How Prediction Markets Are Changing the Future of Poker

Brett CollsonBrett Collson|published: Thu 20th November, 08:54 2025
Photo: shutterstockPhoto: shutterstock

Poker and prediction markets have always shared a certain DNA. Both thrive on information, psychology, and the ability to price uncertainty better than the next person.

Those two worlds are now crossing paths in a way that could change how fans (and maybe even players) engage with the game.

Daniel Negreanu’s partnership with Kalshi, and Polymarket’s recently announced collaboration with Hustler Casino Live, each take a big step in the convergence of professional poker and regulated event markets.

For poker’s global audience, it’s an enticing idea. For regulators and insiders, though, it could be a little unnerving.

Betting on the Game, Inside the Game

At first glance, it’s very smart. Kalshi, the federally regulated exchange backed by the CFTC, is exploring poker-themed contracts, such as whether a poker tournament meets its guarantee or whether a woman makes the WSOP Main Event final table. Those are quantifiable, objective outcomes.

Polymarket’s play is flashier: live betting on Hustler Casino Live (HCL) cash games, where viewers can wager on who wins the biggest pots in real time. It’s slick, it’s modern, and it’s exactly the kind of interactive layer that poker streams have needed for years.

But here’s where things get tricky: HCL games are not tournaments with fixed outcomes. They’re cash games, with real people making real financial decisions at the table, and those same people could, in theory, bet on themselves through Polymarket.

Last year, Polymarket listed a one-off market for high-stakes pro Alan Keating on whether Keating would “finish up” in the Million Dollar Cash Game at HCL. But here’s a twist: Keating, a regular in the cash game streaming scene, said publicly that he has an investment in Polymarket, thus adding another dimension to the questionable optics of all of this.

That’s not to suggest that Keating would ever be a bad actor, but it is another piece to the integrity puzzle that nobody has solved yet.

When Information Becomes a Currency

Poker has always lived on the edge of information asymmetry. Knowing what others don’t know is part of the game. But when that advantage spills over into trading markets, it blurs lines that regulators usually treat as sacred.

If a player on stream can short themselves, hedge against a loss, or coordinate off-table bets through proxies, it becomes almost impossible to separate legitimate speculation from subtle manipulation. It doesn’t even need to be nefarious; a player folding a marginal spot to secure a Polymarket payout could distort both the poker game and the market tied to it.

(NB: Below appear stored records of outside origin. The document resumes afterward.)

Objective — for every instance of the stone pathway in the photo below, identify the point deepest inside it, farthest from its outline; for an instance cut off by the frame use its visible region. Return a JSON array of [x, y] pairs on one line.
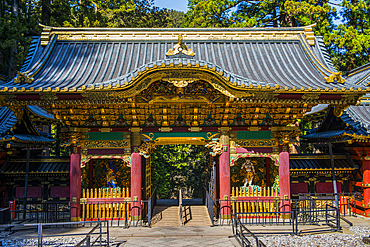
[[197, 236]]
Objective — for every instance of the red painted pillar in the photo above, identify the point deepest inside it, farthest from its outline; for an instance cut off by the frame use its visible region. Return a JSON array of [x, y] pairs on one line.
[[268, 172], [284, 180], [75, 183], [91, 173], [135, 175], [366, 177], [224, 173], [136, 184]]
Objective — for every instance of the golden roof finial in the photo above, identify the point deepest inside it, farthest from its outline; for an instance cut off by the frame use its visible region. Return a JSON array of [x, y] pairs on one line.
[[180, 39], [180, 50]]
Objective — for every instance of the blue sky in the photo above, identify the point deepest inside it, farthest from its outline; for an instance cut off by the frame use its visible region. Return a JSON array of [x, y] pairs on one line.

Gaming regulators sidestep this by banning betting on events where participants control the outcome, like the Oscars or professional wrestling. Prediction markets, especially decentralized ones, lack such built-in guardrails.

Polymarket’s founder, Shayne Coplan, has long defended insider participation as a feature, not a flaw, arguing that it makes markets more efficient by integrating real knowledge into prices. That might hold for macroeconomic indicators or political primaries. But in poker, where a single river card changes everything, that logic feels more combustible.

The Promotional Upside

Still, you can’t deny the promotional brilliance of all this. Poker has struggled for years to recapture the mainstream energy of its boom years. Platforms like Kalshi and Polymarket bring fresh eyes and fresh liquidity back into the fold.

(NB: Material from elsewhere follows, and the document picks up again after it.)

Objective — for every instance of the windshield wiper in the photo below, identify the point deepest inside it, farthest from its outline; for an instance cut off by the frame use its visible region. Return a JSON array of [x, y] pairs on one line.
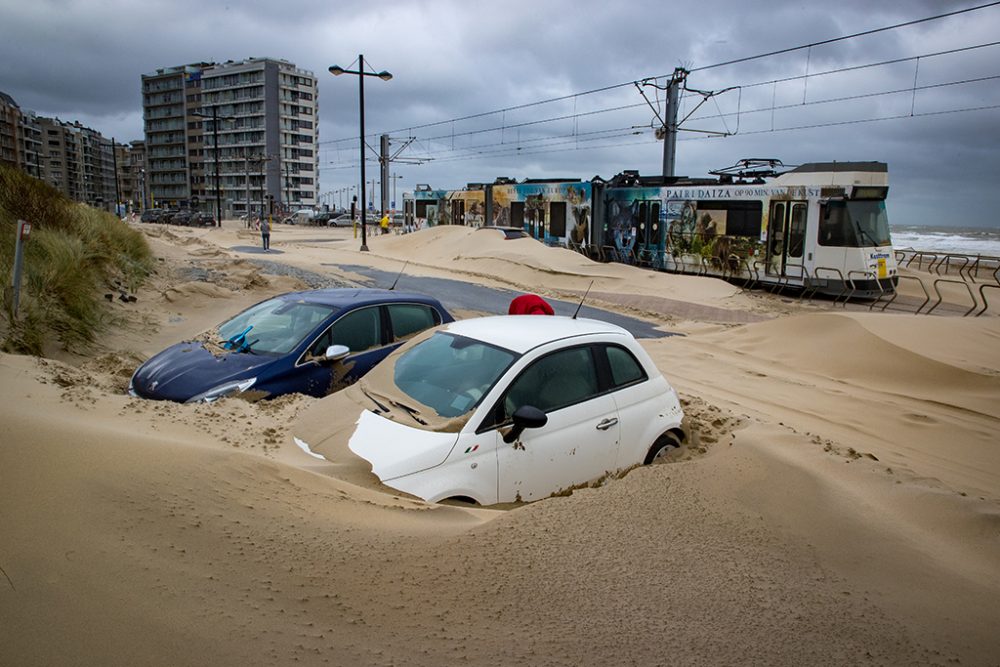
[[864, 233], [373, 399], [239, 341], [415, 414]]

For content producers, it’s rocket fuel. Every market is a built-in storyline. Every price swing becomes a conversation. Even traditional sponsors see new engagement metrics.

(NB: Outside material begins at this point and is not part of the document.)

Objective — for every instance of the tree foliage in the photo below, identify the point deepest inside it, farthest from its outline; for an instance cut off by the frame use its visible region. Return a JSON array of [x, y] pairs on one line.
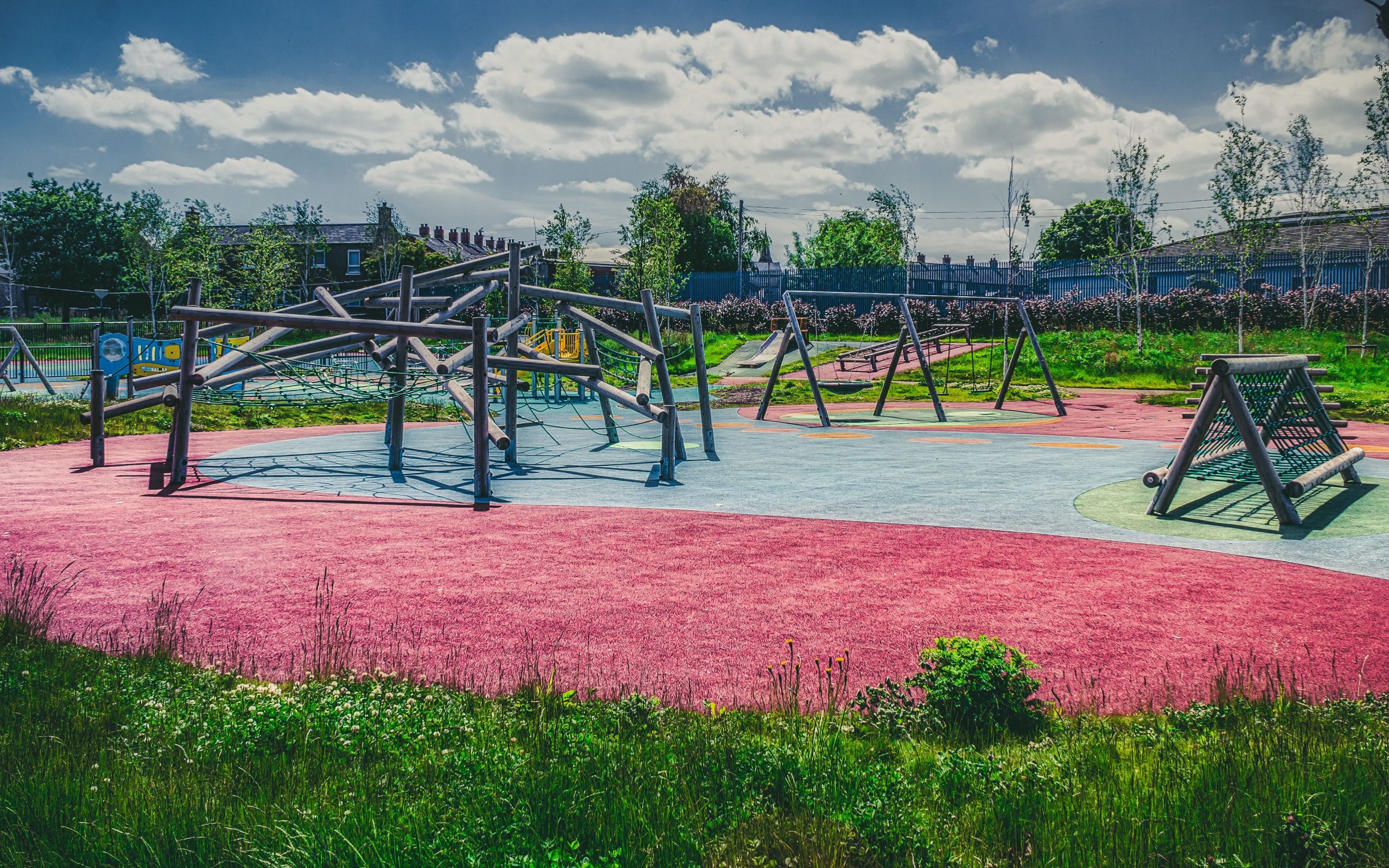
[[1091, 231], [63, 237], [569, 234], [881, 235]]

Balancing Innovation with Integrity

So where does that leave us? Somewhere between revolution and restraint.

Prediction markets could inject new life into poker broadcasts, sponsorships, and player branding. They could also introduce the same integrity headaches that poker spent decades cleaning up.

The key, then, will be a clear separation between participants and traders, objective event design, and perhaps a player code that mirrors insider trading rules in finance.

Because for prediction markets to elevate poker, they need to enhance the sweat, not compromise it.